L’époque donnée ici par l’Art de vérifier les dates est généralement adoptée. Voici ce que dit M. Munk sur ce sujet (La Palestine, p. 609) : Une circonstance qui dut contribuer également à diminuer l’influence du patriarcat fat l’introduction d’un calendrier uniforme à l’usage des Juifs dispersés dans tous les pays. Jusque-là, les néoménies et les fêtes avaient été fixées par le Synhedrium de Palestine, selon l’ancien usage ; mais vers 360, le patriarche Hillel convoqua un synode qui eut pour mission d’établir un calendrier fixe, qui pût servir de guide à tous les Juifs. On adopta pour base le calendrier grec de Méton, avec son cycle de dix-neuf ans, afin de mettre d’accord les années lunaires avec les années solaires. La durée de l’année solaire, selon le calcul des Juifs, tient le milieu entre l’année julienne et l’année grégorienne.

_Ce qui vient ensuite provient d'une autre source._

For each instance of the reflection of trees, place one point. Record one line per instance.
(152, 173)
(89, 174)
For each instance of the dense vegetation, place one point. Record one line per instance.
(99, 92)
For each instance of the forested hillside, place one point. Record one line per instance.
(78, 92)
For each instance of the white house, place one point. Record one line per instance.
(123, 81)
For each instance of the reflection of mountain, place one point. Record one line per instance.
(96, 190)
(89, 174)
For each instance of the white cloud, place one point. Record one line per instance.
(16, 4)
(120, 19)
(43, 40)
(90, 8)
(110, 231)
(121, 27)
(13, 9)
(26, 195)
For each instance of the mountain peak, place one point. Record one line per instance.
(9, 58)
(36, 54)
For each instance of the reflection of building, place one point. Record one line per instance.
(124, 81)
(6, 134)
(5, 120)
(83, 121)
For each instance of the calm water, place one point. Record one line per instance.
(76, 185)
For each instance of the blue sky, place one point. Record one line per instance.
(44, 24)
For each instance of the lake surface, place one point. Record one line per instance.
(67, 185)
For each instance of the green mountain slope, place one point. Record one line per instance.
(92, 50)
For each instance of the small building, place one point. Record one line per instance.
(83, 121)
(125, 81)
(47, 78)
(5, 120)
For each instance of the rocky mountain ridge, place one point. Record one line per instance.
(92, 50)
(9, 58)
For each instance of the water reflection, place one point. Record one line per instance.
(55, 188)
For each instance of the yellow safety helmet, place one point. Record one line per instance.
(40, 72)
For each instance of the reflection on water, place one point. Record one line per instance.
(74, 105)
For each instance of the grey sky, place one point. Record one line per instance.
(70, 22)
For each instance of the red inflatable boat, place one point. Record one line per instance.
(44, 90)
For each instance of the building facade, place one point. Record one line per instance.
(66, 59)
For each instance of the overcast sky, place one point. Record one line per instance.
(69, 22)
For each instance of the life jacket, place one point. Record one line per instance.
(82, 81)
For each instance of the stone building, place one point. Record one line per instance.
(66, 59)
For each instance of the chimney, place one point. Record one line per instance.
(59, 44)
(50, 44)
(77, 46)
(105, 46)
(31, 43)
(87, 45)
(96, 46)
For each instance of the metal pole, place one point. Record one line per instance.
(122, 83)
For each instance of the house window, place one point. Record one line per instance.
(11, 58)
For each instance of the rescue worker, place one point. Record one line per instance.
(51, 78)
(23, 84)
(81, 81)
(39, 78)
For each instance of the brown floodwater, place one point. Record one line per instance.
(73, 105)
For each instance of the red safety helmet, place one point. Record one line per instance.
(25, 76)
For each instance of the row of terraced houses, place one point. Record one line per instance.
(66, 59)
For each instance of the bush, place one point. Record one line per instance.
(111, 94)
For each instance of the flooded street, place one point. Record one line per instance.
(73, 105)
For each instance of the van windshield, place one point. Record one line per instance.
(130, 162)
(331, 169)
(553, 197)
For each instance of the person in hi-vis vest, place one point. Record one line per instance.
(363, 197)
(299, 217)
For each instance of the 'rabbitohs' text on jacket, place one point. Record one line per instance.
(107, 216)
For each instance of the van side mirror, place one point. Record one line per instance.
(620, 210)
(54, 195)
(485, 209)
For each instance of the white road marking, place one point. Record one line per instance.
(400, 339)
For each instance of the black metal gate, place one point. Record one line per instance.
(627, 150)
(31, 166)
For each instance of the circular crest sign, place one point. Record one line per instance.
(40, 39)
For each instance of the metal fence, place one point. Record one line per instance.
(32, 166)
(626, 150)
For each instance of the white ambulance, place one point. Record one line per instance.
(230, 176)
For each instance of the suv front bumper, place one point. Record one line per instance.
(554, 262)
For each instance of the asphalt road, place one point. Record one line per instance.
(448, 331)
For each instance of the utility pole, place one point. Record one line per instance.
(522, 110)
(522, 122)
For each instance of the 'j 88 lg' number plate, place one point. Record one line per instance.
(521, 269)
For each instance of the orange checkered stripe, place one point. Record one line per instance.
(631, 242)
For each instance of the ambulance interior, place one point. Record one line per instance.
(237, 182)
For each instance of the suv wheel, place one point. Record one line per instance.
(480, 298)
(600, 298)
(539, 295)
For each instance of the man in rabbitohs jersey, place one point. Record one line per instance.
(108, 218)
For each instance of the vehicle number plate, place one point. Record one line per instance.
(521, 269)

III. Ainsi la réforme du calendrier hébraïque, au quatrième siècle de notre ère, est une preuve que ce calendrier n’est plus le même aujourd’hui que du temps du Sauveur. Mais les différences entre les deux formes d’années, ancienne et moderne, ne peuvent être considérables, car les Juifs ont toujours passé pour le peuple le plus attaché à ses anciennes traditions, et, au temps d’Hillel, lorsque les débris d’Israël étaient dispersés sur tous les points de l’ancien monde, il eût été moralement impossible d’établir un calendrier nouveau et des observances nouvelles. Le travail d’Hillel n’a dû porter que sur les éléments astronomiques du calendrier, et tout au plus sur certains cas où l’application des anciennes règles présentait quelques difficultés. Mais ces règles étaient admises depuis longtemps par les Pharisiens, secte qui finit, comme on sait, par absorber la nation tout entière.

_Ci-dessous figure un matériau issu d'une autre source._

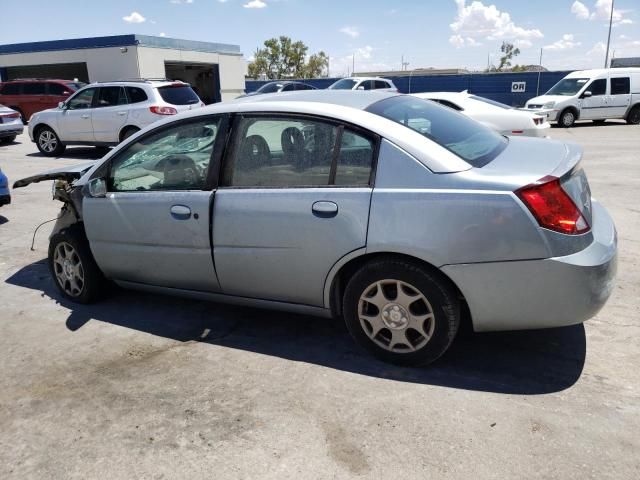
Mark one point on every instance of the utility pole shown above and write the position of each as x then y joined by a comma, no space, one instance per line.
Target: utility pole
606,58
539,72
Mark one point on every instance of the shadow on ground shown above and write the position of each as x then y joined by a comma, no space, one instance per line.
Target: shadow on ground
533,362
79,153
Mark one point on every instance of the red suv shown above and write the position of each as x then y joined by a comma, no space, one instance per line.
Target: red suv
33,95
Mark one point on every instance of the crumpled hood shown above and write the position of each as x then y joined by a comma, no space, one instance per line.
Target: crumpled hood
64,173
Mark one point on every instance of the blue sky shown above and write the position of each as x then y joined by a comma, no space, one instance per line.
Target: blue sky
437,33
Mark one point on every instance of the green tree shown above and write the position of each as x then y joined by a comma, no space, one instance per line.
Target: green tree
283,58
508,52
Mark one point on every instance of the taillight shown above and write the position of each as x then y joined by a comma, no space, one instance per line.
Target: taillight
163,110
552,207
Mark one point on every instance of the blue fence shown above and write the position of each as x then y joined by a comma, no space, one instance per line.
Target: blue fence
496,86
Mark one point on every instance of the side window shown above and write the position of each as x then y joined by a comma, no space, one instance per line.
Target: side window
598,87
11,89
33,88
82,100
136,95
57,89
620,86
175,158
280,152
111,97
355,159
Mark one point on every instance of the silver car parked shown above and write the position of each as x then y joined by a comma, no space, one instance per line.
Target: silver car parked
391,211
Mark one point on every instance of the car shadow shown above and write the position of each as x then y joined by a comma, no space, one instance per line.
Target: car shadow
79,153
528,363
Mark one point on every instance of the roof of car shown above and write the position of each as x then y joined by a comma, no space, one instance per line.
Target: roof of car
346,98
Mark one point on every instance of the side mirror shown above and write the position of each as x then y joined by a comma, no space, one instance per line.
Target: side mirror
97,188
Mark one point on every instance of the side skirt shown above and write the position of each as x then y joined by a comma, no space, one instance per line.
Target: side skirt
230,299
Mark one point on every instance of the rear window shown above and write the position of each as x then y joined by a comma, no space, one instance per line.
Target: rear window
344,84
33,88
11,89
178,95
474,143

Avant de voir ce que la réforme d’Hillel a dû modifier et ce qu’elle a dû respecter, nous exposerons ici brièvement tout le système du calendrier hébraïque actuel.

IV. Les Hébreux commencent le jour à 6 heures du soir, et le partagent, comme nous, en 24 heures ; chaque heure est ensuite divisée, non pas en 60 minutes, mais en 1080 chelakim : une minute vaut ainsi 18 chelakim.

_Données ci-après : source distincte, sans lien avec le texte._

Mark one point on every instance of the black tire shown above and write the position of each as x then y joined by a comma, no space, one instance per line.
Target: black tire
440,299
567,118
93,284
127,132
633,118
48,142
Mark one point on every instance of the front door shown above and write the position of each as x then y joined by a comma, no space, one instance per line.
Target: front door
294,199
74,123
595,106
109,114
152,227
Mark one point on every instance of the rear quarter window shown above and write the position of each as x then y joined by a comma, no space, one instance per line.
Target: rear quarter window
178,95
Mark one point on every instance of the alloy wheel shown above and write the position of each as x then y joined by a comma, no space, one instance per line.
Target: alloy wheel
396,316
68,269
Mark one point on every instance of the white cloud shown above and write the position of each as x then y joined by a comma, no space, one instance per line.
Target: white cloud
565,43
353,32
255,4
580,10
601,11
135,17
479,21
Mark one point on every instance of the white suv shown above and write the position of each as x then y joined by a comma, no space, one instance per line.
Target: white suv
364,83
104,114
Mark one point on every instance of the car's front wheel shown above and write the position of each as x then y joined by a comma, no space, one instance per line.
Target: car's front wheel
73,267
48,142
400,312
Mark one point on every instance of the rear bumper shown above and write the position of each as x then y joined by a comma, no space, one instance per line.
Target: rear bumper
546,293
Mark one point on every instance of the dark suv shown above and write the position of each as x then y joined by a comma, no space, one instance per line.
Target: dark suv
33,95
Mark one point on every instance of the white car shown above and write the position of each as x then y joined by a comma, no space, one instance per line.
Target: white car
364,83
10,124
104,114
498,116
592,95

La durée moyenne des lunaisons est fixée à 29 jours 12 h. 793 chelakim. La fraction des 793 ch. équivaut à 44’ 3’’ 20’’’. Cette durée est précisément, celle qu’avait indiquée l’astronome grec Hipparque (128 av. E. C.), et qui se trouve consignée dans l’Almageste de Ptolémée. Mais, dans le calcul hébraïque, la double fraction des minutes et des secondes est avantageusement remplacée par la fraction simple des 793 chelakim.

Les Hébreux ont adopté un cycle de 19 ans semblable à celui des Grecs, mais mieux ajusté que le nombre d’or de ces derniers : 235 lunaisons forment, suivant le calcul hébraïque, une durée totale de 6939 jours 16 h. 595 ch., et contiennent exactement les 19 années hébraïques. Chaque année se trouve ainsi avoir une durée moyenne de 385 jours 5 h. 55’ 25’’ 26’’’.

V. Comme l’année solaire est en réalité de 365 jours 5 h. 48’ 51’’, il s’ensuit que l’année hébraïque est plus exacte que l’année julienne de 365 jours 6 heures.

Aussi, depuis la réforme d’Hillel, l’année hébraïque, dans un intervalle de 1500 ans, n’est en retard que de 7 jours sur l’année solaire vraie, tandis que la différence s’élève à 12 jours entiers pour l’année julienne.

La réforme grégorienne ayant supprimé cette différence, les Juifs se trouvent maintenant en retard de 7 jours sur notre calendrier, et leur Pâque, qui a pu tomber le 19 mars en 311 et 379, et même le 18 en 360, ne pourra plus tomber désormais avant le 26 mars.

C’est pour cela que notre fête de Pâques précède parfois d’un mois entier la Pâque juive ; tandis que d’autres fois celle-ci précède pareillement d’un mois la fête de Pâques des Grecs toujours fidèles au calendrier julien (Voir le tableau VII, à la fin du volume.).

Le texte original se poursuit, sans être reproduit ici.